Is PBS killing windows or is windows killing PBS

approximater

New Member
Aug 26, 2025
5
0
1
We have a proxmox server running one VM of windows server 22 and one vm running PBS. The proxmox server occasionally filled up its 32GB disk with log files so I set up a datastore on the proxmox host and shared it out to PBS via NFS. At the same time I set up another NFS share on the proxmox host for backup storage as backing up to an external synology NAS (also via NFS) was glacial.
About 10 days ago the hard drive filled up on the proxmox host and not only did the backup fail the windows server became corrupted and wouldn't boot saying
C:\Windows\System32\config\SYSTEM was corrupted. Obviously we couldn't locate the files because it was hidden and who would ever need to restore a system file right? If windows marks it as hidden I guess the smart thing to do is not make it findable in the backups. So we did a full restore from the NAS and 30 hours later had our windows server running again. I changed the backup to only store 1 copy on the local drive and sync that to the NAS which stores the last 4 backups and then last night it happened again.
Only this time the single backup was only taking ~600GB space and apparently successfully completed at 10pm but the PBS logs share had a 300GB+ directory in it that filled the drive sometime between midnight and 7am this morning and once again the windows server is refusing to boot with a missing/corrupted C:\Windows\System32\config\SYSTEM
Restoring from the hard drive only took 49 minutes this time but this is about the 4th time an errant PBS process has completely filled the hard drive with GB's worth of logs and the second time it has destroyed a VM. At this point it's getting embarrassing as I was the one that recommended PBS as suitable for production and it's clearly not. Unfortunately I haven't been able to study the logs when they fill up as getting the server working has been the priority and I've had to delete them. This time I've set up a quota of 20GB on the logs dataset and will able to give it a fresh dataset without deleting next time it happens but wondering if anybody knows why PBS would generate 300GB of logs in one night and/or why running out of disk space ends up corrupting files on a VM?

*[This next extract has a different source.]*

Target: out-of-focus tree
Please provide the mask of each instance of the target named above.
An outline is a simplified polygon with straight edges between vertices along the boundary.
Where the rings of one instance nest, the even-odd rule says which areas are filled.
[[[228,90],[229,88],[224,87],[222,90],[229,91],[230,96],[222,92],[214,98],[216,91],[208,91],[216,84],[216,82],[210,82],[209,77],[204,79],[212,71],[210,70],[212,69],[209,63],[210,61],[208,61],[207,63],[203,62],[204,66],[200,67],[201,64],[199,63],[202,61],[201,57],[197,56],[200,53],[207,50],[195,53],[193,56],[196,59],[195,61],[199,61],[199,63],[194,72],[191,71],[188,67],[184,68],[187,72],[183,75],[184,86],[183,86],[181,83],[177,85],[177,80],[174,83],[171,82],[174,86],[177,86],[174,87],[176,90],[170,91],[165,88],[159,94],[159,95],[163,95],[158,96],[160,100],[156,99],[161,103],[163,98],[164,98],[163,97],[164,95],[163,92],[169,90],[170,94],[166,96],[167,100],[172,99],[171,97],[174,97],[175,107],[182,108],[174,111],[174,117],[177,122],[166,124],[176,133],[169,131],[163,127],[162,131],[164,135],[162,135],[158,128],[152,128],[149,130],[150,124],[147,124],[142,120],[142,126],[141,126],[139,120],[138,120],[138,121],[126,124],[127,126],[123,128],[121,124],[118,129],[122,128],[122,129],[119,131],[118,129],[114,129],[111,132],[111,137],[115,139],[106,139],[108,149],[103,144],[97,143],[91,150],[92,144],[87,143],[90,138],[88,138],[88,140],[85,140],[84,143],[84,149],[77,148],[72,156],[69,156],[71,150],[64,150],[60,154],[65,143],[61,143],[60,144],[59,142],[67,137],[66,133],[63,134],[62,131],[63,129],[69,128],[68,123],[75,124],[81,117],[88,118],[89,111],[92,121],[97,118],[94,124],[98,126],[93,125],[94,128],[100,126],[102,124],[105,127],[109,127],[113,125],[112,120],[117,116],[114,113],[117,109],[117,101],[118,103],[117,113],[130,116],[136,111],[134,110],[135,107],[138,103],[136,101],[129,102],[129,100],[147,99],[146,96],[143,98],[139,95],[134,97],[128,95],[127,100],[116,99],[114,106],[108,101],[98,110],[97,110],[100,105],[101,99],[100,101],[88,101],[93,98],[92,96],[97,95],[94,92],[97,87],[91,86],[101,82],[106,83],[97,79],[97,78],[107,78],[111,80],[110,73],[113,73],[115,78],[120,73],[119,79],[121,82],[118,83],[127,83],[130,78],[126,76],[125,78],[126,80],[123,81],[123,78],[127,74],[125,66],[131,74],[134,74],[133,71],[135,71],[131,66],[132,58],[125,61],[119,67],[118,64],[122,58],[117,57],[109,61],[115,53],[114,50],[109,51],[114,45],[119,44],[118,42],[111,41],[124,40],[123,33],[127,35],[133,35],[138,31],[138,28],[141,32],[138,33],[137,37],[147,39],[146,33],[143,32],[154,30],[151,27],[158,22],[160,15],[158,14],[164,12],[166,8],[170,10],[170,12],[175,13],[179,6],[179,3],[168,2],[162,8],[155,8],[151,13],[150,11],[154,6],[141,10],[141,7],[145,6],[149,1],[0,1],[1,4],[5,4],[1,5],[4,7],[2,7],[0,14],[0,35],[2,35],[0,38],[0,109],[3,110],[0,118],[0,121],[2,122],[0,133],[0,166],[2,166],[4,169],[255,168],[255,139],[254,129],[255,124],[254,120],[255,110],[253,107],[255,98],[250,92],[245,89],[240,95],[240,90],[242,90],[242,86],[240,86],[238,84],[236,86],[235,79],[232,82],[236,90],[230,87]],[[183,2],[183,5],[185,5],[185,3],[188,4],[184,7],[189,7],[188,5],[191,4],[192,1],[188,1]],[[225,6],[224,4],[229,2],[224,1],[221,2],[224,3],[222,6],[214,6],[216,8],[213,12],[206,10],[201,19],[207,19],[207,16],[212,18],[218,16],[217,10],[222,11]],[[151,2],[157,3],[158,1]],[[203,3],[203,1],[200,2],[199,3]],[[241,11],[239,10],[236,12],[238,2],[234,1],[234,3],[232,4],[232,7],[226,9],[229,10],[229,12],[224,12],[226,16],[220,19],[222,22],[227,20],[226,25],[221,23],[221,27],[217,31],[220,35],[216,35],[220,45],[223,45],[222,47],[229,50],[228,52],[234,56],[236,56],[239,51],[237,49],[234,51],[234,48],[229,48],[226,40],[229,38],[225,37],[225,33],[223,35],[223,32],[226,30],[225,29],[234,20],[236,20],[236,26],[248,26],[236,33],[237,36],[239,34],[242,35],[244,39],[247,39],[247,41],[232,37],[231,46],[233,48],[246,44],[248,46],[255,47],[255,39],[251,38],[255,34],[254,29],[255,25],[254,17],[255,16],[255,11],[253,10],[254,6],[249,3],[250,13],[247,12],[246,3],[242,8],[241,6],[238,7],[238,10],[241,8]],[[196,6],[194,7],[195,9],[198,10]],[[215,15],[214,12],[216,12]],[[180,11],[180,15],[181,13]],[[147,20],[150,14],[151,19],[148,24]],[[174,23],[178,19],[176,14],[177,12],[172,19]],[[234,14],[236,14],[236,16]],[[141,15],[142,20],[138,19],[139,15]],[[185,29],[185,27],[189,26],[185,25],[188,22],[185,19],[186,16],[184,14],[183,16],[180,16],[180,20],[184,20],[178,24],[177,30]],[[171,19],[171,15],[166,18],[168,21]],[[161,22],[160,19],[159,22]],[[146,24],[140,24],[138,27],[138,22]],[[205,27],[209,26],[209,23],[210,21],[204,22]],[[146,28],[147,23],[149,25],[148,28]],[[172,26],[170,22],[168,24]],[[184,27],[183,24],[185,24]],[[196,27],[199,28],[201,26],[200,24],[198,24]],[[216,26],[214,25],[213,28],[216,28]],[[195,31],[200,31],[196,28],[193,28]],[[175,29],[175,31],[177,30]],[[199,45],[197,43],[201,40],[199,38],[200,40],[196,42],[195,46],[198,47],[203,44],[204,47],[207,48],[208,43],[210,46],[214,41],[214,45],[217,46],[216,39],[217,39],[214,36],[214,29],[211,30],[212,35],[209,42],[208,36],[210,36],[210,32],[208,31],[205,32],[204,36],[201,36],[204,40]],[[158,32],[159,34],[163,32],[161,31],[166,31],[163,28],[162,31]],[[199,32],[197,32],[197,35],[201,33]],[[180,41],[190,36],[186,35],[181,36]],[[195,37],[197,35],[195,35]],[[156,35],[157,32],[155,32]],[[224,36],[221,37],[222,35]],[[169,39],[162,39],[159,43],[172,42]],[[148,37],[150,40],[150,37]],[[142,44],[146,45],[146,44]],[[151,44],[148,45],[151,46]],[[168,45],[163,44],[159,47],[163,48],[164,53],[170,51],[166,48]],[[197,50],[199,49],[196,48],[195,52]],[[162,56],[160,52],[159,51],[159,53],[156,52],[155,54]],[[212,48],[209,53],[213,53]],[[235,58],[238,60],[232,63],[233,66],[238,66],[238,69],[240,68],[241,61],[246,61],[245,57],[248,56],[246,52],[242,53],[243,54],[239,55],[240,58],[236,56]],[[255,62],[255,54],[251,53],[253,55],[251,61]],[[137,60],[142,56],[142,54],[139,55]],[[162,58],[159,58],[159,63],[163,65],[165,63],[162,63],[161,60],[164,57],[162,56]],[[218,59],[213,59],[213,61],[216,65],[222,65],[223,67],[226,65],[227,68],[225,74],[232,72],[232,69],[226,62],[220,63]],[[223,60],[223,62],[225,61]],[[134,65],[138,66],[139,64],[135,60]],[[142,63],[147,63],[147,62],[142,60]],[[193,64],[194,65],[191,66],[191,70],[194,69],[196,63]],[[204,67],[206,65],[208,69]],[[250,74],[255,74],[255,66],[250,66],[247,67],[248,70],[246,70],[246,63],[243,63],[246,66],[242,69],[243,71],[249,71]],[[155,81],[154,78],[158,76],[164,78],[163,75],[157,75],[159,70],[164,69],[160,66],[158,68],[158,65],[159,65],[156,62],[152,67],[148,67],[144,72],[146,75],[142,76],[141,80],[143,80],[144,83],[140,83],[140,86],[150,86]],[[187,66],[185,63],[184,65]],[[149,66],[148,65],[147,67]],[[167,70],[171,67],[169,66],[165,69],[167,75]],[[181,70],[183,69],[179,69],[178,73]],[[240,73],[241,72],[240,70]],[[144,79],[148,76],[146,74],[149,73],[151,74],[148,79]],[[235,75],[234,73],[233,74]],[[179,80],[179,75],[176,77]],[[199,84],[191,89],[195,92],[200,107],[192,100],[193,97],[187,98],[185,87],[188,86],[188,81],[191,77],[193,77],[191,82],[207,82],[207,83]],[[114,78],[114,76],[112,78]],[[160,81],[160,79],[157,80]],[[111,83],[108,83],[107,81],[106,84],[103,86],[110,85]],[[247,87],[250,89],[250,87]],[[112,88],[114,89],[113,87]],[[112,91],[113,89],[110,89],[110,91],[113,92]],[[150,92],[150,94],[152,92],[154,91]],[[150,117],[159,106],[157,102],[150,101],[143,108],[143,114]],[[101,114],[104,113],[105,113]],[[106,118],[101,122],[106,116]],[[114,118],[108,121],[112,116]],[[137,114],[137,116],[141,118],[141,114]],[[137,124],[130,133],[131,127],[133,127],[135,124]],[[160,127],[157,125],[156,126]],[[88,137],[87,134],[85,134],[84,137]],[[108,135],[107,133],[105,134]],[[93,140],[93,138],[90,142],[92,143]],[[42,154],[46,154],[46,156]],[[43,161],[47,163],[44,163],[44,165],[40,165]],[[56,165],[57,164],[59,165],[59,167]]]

Additional information that may or may not be pertinent is the windows server completed several windows updates when it restored from last nights backup and the server is blocked from sending SMTP so both Prpxmox and PBS have been configured to send notifications via webhooks which has been successfully sending notifications about backups, syncs and garbage collection with no indication of impending disaster.
 
Hi,
We have a proxmox server running one VM of windows server 22 and one vm running PBS. The proxmox server occasionally filled up its 32GB disk with log files so I set up a datastore on the proxmox host and shared it out to PBS via NFS. At the same time I set up another NFS share on the proxmox host for backup storage as backing up to an external synology NAS (also via NFS) was glacial.
what version of PBS are you running, did you check which log files fill up the disk? Further, please note that running PBS with a datastore located on a NFS is problematic for performance. Further, I assume your NFS share is backed by spinning disks? Both will not cope well with PBS, as IO will be your main bottleneck.
About 10 days ago the hard drive filled up on the proxmox host and not only did the backup fail the windows server became corrupted and wouldn't boot saying
C:\Windows\System32\config\SYSTEM was corrupted.
Are the windows VM and the PBS datastore located on the same disk/storage? Could it be that when you are filling up the disk, the Windows VM can no longer write to disk?
Do note that is not recommended at all to use the same storage you use for VM disks also for backups, if that disk fails, your VMs AND backups are gone!
Obviously we couldn't locate the files because it was hidden and who would ever need to restore a system file right? If windows marks it as hidden I guess the smart thing to do is not make it findable in the backups. So we did a full restore from the NAS and 30 hours later had our windows server running again. I changed the backup to only store 1 copy on the local drive and sync that to the NAS which stores the last 4 backups and then last night it happened again.
Only this time the single backup was only taking ~600GB space and apparently successfully completed at 10pm but the PBS logs share had a 300GB+ directory in it that filled the drive sometime between midnight and 7am this morning and once again the windows server is refusing to boot with a missing/corrupted C:\Windows\System32\config\SYSTEM
Restoring from the hard drive only took 49 minutes this time but this is about the 4th time an errant PBS process has completely filled the hard drive with GB's worth of logs and the second time it has destroyed a VM.
Again, do not use the same drive for backups. And identify what logs are filling up your system. Older versions of PBS were rather verbose in the backup task log, not the case anymore for an up to date one.
At this point it's getting embarrassing as I was the one that recommended PBS as suitable for production and it's clearly not.
Your current setup is however very much not recommended, see https://pbs.proxmox.com/docs/installation.html#recommended-server-system-requirements

Unfortunately I haven't been able to study the logs when they fill up as getting the server working has been the priority and I've had to delete them. This time I've set up a quota of 20GB on the logs dataset and will able to give it a fresh dataset without deleting next time it happens but wondering if anybody knows why PBS would generate 300GB of logs in one night and/or why running out of disk space ends up corrupting files on a VM?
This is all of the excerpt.